Q: Which heat treatment is used for additively manufactured nickel superalloys?
A: For Inconel 718, a standard aging treatment involves heating to 720°C, holding for 8 hours, then air cooling to precipitation harden the alloy with gamma prime and gamma double prime phases.
Q: Can all nickel alloys be easily 3D printed?

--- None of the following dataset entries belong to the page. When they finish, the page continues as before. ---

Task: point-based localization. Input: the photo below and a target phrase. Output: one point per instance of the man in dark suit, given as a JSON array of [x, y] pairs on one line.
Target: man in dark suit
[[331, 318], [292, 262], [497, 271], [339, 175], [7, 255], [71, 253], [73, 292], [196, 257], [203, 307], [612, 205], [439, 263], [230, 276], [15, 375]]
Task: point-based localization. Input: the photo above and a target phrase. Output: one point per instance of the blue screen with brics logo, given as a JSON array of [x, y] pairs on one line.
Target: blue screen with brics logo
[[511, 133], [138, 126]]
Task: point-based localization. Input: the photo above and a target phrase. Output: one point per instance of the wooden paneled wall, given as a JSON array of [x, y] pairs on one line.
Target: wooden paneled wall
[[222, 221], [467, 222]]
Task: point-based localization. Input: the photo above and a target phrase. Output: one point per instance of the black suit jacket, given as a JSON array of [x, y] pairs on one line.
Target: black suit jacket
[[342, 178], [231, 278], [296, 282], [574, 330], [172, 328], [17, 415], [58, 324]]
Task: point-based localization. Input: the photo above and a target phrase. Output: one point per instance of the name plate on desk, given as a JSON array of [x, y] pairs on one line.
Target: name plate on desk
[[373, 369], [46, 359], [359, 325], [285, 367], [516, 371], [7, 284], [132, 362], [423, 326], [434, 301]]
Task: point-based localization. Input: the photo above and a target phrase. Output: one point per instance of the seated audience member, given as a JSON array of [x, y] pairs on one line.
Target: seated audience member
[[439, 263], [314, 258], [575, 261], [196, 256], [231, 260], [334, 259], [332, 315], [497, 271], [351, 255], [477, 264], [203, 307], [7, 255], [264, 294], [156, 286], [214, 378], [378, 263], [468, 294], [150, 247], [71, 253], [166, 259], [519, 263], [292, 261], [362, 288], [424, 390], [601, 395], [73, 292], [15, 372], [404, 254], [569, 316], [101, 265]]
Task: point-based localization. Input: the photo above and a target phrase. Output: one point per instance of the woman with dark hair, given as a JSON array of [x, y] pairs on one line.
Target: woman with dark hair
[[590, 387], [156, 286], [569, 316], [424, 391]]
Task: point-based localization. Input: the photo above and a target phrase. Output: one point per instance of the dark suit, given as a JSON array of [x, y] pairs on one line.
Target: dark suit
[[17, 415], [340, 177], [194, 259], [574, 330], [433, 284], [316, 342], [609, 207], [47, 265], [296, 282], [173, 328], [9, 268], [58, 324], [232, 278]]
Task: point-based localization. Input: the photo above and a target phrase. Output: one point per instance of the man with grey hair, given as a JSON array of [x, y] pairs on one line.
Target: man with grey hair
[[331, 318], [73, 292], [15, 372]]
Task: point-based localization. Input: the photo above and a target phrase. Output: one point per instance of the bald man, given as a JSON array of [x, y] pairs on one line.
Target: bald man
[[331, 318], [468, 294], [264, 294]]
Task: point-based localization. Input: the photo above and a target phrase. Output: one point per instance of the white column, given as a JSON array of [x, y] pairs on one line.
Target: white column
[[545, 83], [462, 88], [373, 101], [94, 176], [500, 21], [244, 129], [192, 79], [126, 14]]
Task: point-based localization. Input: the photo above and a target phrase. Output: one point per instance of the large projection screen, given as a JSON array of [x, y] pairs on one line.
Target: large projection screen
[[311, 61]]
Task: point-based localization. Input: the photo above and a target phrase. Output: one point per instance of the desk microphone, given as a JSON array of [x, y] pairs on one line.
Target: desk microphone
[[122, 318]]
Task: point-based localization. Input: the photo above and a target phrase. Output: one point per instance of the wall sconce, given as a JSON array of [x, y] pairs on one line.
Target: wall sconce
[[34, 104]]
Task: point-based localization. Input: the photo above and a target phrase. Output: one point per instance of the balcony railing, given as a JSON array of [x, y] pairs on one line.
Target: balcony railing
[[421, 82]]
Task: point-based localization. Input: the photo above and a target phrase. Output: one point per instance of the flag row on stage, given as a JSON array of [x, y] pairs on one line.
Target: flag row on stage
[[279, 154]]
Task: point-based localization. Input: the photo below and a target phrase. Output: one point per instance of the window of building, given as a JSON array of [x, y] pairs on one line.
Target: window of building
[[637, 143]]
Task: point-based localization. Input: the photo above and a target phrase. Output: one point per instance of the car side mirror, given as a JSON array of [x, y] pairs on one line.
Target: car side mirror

A: Alloys like nickel-titanium shape memory alloys present challenges due to their susceptibility to oxidation and complex solid-state phase transformations during printing. Special atmospheres or parameter modification is needed.
Q: How to minimize cracking in AM nickel alloy parts?
A: Carefully controlling the thermal gradient direction and peak temperatures reduces hot tearing. Using preheated platforms also lowers thermal stresses. Optimizing scan strategy helps if microcracks form from stresses between deposited layers.
Q: Which post-processing method gives the best surface finish on nickel alloy AM components?
A: Automated drag finishing gives Ra values under 0.4 microns while manual hand polishing allows intricate features or internal channels to be smoothed depending on accessibility needs. Anodizing can also improve surface finish. Match post-process method to application.